The London-listed company, which hires out diggers and tools on short-term contracts, said a turnaround in the U.S. market and a shift by builders towards renting equipment were driving profits.

Pretax profit for the three months to October 31 rose to 112.8 million pounds ($184.8 million) from 78.9 million pounds a year earlier, beating analysts' forecasts. Revenue was up 23 percent to 439.2 million pounds.

The market update prompted Jefferies analyst Justin Jordan to upgrade his full-year pretax profit forecast by 4 percent to 342 million pounds.

"Right now there's a lot of construction out there, we're very busy and the statistics have caught up with us," said Ashtead Chief Executive Geoff Drabble.

Starts in non-residential construction in the United States are up 13 percent this year, and forecasts for the U.S. construction market for the next two years are good, he said.

Pretax profit at Ashtead's core U.S. brand Sunbelt Rentals, which generated more than 90 percent of the group's profit in the second quarter, rose by 32 percent.

"The UK construction market is a little less certain," Drabble said. "London is a building site, and it feels like we're past the bottom. But the key is for some of the rhetoric in terms of investment infrastructure to come through into hard numbers."

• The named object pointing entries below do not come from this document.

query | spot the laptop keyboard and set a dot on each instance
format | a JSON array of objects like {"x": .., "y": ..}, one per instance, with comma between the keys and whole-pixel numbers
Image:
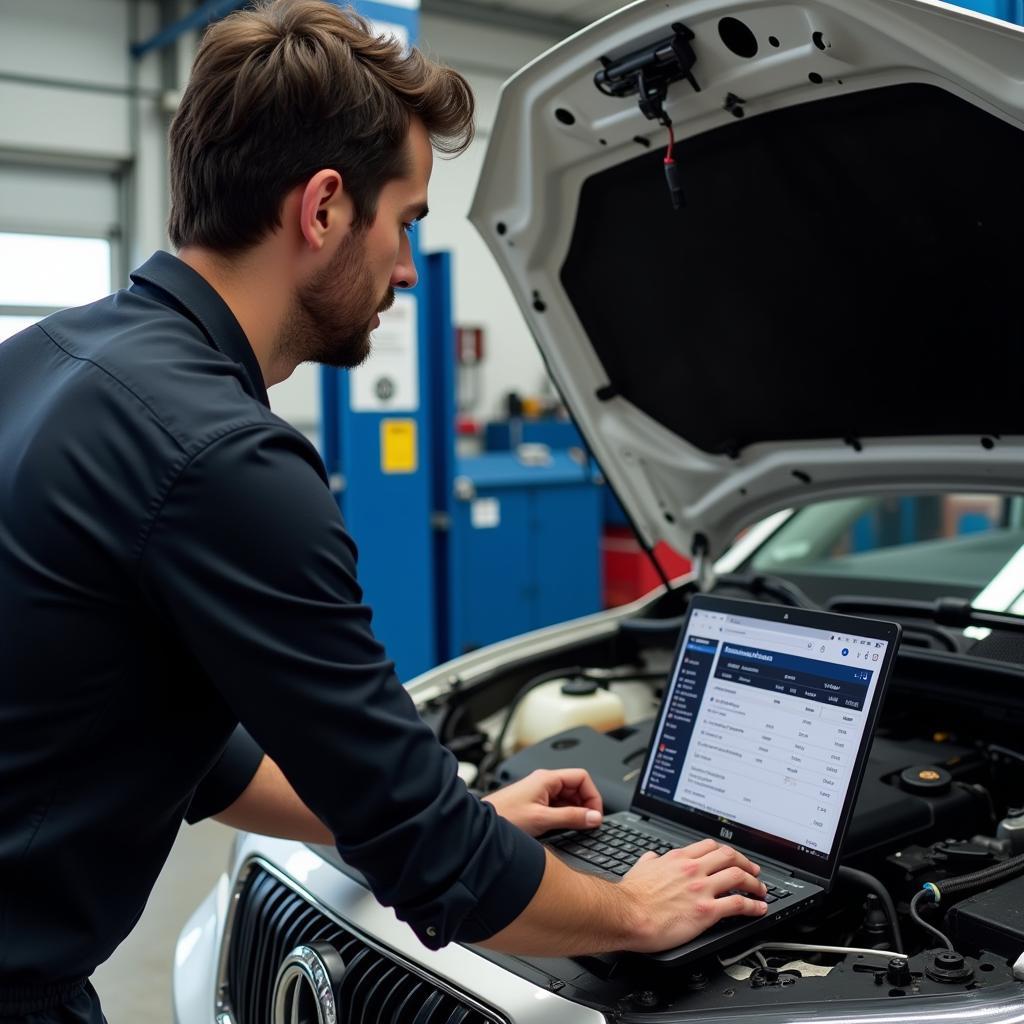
[{"x": 615, "y": 848}]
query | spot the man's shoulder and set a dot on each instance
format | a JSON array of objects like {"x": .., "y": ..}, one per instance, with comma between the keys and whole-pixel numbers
[{"x": 146, "y": 358}]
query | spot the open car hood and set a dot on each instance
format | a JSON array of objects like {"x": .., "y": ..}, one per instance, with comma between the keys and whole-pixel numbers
[{"x": 835, "y": 308}]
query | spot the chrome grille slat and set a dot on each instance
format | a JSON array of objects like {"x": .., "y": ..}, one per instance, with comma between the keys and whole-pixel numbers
[{"x": 270, "y": 919}]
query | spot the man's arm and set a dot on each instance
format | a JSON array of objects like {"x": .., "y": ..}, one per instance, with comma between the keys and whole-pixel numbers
[
  {"x": 270, "y": 806},
  {"x": 663, "y": 902}
]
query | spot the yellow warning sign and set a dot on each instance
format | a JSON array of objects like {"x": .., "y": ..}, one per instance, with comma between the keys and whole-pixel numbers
[{"x": 398, "y": 445}]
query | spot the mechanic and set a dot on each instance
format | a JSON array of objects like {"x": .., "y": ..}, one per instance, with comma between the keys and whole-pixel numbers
[{"x": 173, "y": 563}]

Ashtead said it had raised its interim dividend by 50 percent to 2.25 pence per share and had increased its full-year capital guidance to 700 million pounds.

It is planning to ramp up investment in new fleet as it anticipates a strong spring next year, although Drabble said small "bolt-on" acquisitions could account for some of this year's increased capital expenditure.

Cantor Fitzgerald analysts said a strong performance in Tuesday's trading could see Ashtead promoted to the large-cap FTSE100 index on Wednesday.

Ashtead shares were up around 2.3 percent to 730 pence per share at 0935 GMT.